Comment by TomMasz
2 months ago
The Alto is another example of what Xerox could have been had it not been so wedded to putting dots on paper. In my twenty years at Xerox I watched it slowly (and then quickly) shrink as the dots on paper market shrank.
In an alternative universe, Xerox is mentioned in the same breath as Apple, Google, and Microsoft.
I always thought it was crazy that Xerox had all this ahead-of-the-time technology in its labs, yet when it released a commercial PC, what we got was the 820, a me-too CP/M system that came out just in time for the IBM PC to steamroll it.
Contrast the price of that machine, against what the Alto's successor the Star was costing (my wife's aunt-by-marriage oversaw the first Alto installation at the U.S. government in DC and even the Feds couldn't justify the cost to move from the Alto to Star).
Exactly for having such systems, after Speccy, my group was split between a few folks getting Amigas, using MS-DOS 3.3 on school labs on PC1512, and a couple of years later getting hold of 386 with help of my parents, that I don't appreciate the TUI revival.
We used to dream of better systems, the Xerox dream.
It already is, though granted the phrasing is usually, "It was sure nice of Xerox to provide all that free technology for Apple and Microsoft."
Again, this was a business deal. Xerox was allowed to purchase $1M of pre-IPO Apple stock in exchange for the visit. No one was tricked, nothing was stolen, and everyone knew what the deal was.

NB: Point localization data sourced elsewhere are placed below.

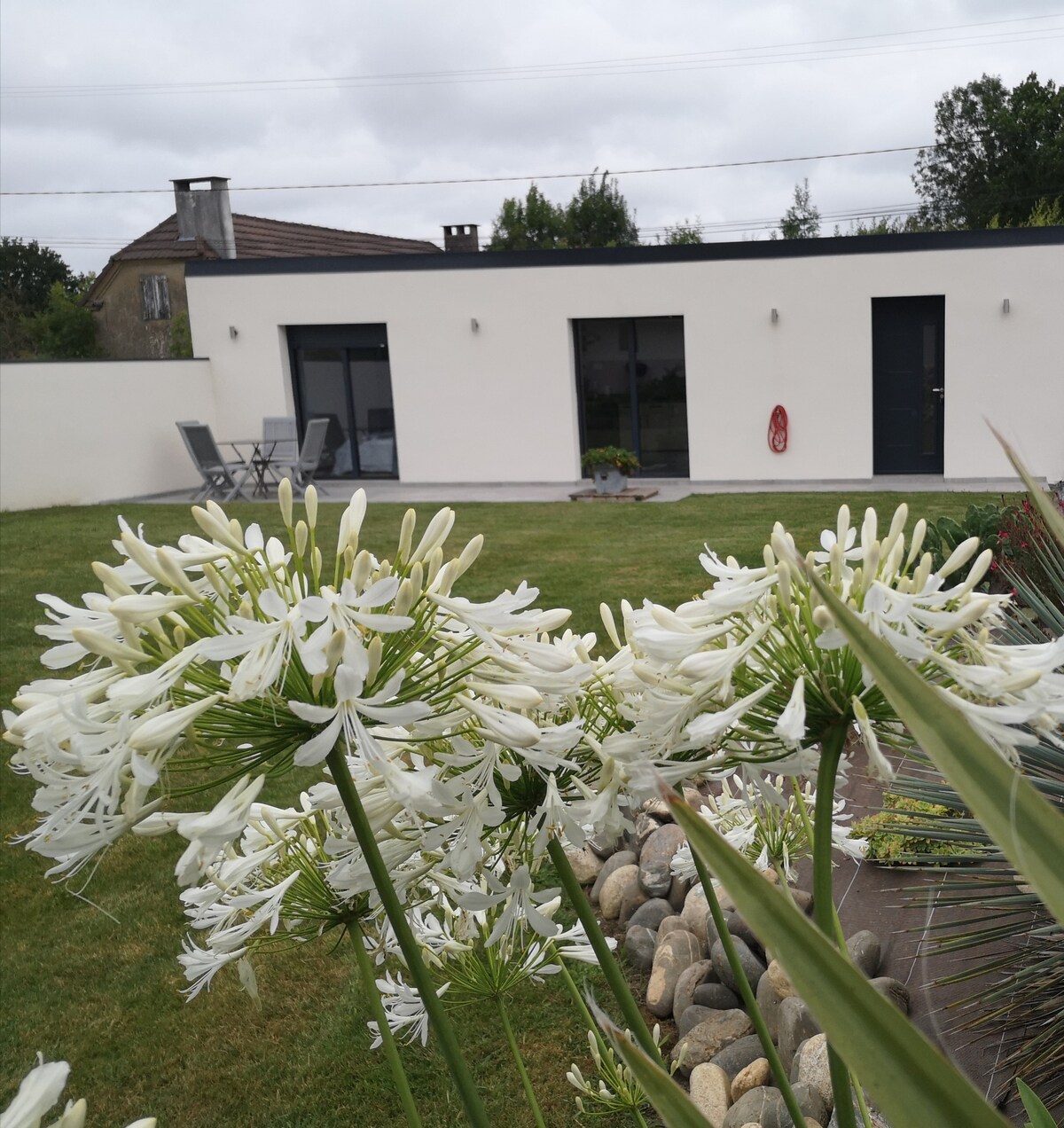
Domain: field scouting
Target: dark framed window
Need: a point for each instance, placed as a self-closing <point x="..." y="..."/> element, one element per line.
<point x="154" y="297"/>
<point x="340" y="372"/>
<point x="632" y="389"/>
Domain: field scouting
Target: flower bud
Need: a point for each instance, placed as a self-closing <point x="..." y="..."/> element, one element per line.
<point x="406" y="536"/>
<point x="375" y="650"/>
<point x="285" y="500"/>
<point x="960" y="555"/>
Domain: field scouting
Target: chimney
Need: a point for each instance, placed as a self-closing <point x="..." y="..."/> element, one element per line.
<point x="460" y="237"/>
<point x="204" y="214"/>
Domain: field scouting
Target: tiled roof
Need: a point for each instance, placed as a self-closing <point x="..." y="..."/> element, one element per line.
<point x="270" y="239"/>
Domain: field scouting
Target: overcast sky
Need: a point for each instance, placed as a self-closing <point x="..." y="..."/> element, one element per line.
<point x="129" y="95"/>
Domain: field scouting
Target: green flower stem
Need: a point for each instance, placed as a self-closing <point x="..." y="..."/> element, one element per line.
<point x="440" y="1022"/>
<point x="592" y="1025"/>
<point x="748" y="999"/>
<point x="395" y="1062"/>
<point x="841" y="942"/>
<point x="611" y="968"/>
<point x="823" y="904"/>
<point x="578" y="1000"/>
<point x="514" y="1049"/>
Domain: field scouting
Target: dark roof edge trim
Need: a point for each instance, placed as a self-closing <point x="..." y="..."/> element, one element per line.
<point x="704" y="252"/>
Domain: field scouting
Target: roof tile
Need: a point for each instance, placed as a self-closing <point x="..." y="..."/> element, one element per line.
<point x="269" y="239"/>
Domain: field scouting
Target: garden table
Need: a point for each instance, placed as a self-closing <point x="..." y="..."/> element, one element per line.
<point x="256" y="455"/>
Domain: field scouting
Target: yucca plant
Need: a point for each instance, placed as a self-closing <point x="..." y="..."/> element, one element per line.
<point x="1010" y="946"/>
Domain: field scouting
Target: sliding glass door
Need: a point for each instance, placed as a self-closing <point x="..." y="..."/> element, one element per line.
<point x="340" y="372"/>
<point x="632" y="389"/>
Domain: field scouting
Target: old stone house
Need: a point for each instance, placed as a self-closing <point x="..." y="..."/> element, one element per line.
<point x="140" y="294"/>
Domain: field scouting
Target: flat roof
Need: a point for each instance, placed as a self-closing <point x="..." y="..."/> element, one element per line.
<point x="606" y="256"/>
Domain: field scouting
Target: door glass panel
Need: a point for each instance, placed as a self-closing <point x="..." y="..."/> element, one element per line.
<point x="342" y="372"/>
<point x="661" y="388"/>
<point x="907" y="384"/>
<point x="932" y="395"/>
<point x="606" y="382"/>
<point x="373" y="418"/>
<point x="322" y="374"/>
<point x="625" y="364"/>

"Well, Steve [Jobs], I think there's more than one way of looking at it. I think it's more like we both had this rich neighbor named Xerox and I broke into his house to steal the TV set and found out that you had already stolen it." - Bill Gates
https://folklore.org/A_Rich_Neighbor_Named_Xerox.html
It already is, though granted the phrasing is usually, "It was sure nice of Xerox to provide all that free technology for Apple and Microsoft."
Only on HN is $1,000,000 in stock considered "free."
Compared to the value of that technology to Apple and Microsoft? $1,000,000 is "free" (within rounding error, anyway).